Posted by Kevin Arnovitz 

Though Allen Iverson and Chauncey Billups were the featured principals in yesterday's trade between Detroit and Denver, the deal was predicated on Joe Dumars' faith in Rodney Stuckey. When Stuckey came out of Eastern Washington the summer of 2007, he was regarded as a curiosity.  Few outside the Pacific Northwest and the Big Sky Conference had seen him play, but at first blush, Stuckey appeared to be built for the NBA a big, agile combo guard with the instincts to facilitate an offense.  Just before the 2007 Draft, Jonathan Givony sized up Stuckey this way: 

Stuckey is more than just a pure scorer, though, he's also pretty good at creating for others too. His court vision is very solid, particularly threading the needle to cutters from the perimeter, driving and dishing in traffic, or finding open teammates in transition. Despite the 17+ shots he took per game, he doesn't come off as a selfish player.
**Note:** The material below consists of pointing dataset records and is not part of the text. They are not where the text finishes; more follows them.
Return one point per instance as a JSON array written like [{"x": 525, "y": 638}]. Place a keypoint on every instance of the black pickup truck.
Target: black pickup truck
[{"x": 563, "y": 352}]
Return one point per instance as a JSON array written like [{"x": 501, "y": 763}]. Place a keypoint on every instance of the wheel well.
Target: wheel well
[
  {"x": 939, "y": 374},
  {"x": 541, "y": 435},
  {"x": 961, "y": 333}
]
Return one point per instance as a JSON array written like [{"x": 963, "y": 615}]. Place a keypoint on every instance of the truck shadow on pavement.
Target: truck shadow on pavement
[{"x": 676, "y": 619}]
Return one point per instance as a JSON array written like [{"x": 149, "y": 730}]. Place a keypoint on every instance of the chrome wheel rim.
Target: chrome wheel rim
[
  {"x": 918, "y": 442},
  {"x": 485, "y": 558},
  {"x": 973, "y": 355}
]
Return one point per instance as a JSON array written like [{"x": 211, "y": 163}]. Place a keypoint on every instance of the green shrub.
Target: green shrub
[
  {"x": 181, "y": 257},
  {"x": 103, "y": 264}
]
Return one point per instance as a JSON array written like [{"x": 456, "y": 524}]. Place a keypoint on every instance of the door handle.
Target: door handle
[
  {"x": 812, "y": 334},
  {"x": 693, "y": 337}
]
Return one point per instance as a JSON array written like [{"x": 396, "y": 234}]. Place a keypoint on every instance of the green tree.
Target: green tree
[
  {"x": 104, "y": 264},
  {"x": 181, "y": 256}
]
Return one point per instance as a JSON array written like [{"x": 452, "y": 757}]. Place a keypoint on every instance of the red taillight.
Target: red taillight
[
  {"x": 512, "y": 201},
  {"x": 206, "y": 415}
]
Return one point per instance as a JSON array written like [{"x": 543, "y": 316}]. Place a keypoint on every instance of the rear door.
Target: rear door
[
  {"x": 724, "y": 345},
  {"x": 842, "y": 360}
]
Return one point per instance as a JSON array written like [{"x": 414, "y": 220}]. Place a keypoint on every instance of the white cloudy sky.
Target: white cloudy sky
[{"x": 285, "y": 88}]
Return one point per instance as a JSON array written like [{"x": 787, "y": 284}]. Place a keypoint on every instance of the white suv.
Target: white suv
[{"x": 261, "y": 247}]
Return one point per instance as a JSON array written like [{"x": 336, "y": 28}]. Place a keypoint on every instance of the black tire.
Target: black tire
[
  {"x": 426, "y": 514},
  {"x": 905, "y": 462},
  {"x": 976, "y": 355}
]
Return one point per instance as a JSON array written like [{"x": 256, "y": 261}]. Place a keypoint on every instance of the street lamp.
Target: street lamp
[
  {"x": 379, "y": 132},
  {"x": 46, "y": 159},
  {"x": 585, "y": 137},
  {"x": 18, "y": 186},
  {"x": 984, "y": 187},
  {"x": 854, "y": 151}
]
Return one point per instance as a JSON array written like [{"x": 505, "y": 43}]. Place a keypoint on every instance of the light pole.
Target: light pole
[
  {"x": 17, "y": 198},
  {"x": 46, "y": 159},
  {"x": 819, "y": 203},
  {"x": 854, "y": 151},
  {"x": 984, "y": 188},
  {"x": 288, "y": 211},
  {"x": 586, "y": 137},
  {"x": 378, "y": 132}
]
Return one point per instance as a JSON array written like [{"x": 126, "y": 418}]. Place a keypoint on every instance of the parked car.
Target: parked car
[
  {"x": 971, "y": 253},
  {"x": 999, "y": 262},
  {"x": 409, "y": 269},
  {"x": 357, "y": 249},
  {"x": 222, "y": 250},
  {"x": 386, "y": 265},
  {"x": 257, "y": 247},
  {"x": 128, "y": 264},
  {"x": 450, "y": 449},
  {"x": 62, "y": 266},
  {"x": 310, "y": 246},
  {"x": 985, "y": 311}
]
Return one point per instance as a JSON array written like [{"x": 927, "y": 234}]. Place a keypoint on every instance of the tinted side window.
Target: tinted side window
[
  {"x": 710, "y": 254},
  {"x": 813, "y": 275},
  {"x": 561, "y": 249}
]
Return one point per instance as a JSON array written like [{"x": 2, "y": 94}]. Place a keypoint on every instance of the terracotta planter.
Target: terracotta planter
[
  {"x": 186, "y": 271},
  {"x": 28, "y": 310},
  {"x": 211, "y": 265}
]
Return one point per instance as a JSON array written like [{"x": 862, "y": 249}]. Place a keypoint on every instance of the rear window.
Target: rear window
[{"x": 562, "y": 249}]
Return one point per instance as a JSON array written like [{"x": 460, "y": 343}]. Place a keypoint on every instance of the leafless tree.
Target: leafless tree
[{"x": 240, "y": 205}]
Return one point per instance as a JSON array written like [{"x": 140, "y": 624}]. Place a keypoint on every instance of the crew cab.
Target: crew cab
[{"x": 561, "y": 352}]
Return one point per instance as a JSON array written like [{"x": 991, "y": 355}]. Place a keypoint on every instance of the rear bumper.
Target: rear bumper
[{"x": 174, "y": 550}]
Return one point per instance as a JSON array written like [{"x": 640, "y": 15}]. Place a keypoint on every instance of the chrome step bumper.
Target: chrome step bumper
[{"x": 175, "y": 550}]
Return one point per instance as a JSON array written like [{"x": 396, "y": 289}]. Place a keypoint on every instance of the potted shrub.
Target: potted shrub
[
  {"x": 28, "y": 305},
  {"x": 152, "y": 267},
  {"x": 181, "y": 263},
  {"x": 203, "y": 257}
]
(n.b. In classic Givony fashion, he correctly called Stuckey at #15 two weeks before the draft.)

After a productive rookie season which saw him get substantial minutes behind a banged-up Billups, Stuckey got the ultimate audition in last spring's playoffs after Billups went down in the Orlando series.  Lindsey Hunter was Flip Saunders' insurance policy, but it was Stuckey who got the lion's share of the playing time in the clincher over the Magic.  He logged 33 minutes, during which he chalked up 15 points and 6 assists on zero turnovers.

With Iverson's arrival, Stuckey will remain the third guard in the Pistons' rotation for the time being.  But the departure of Billups upgrades Stuckey's status as the Pistons' PG of the Future from likely to inevitable. 

Is he ready?  Here's Matt Watson from Detroit Bad Boys on Stuckey's "first game in post-Chauncey era," a win last night in Charlotte:

Rodney Stuckey looked like a work in progress, shooting 3-of-7 for nine points with only three of the team's 23 assists. I'm big on his future, but anyone who thinks Stuckey is ready to replace everything Billups brought to the table right now is kidding himself. Stuckey can drive, yeah, but he's not nearly the distributor that Billups is. He was okay on Monday, but I wasn't surprised to see he was "only +7 on the night whereas every other starter was +14 or or more.

There are compelling arguments on both sides of the Billups-Iverson debate. But for Detroit and its fans, the deal's ultimate value will be measured by Rodney Stuckey's capacity to turn potential into promise.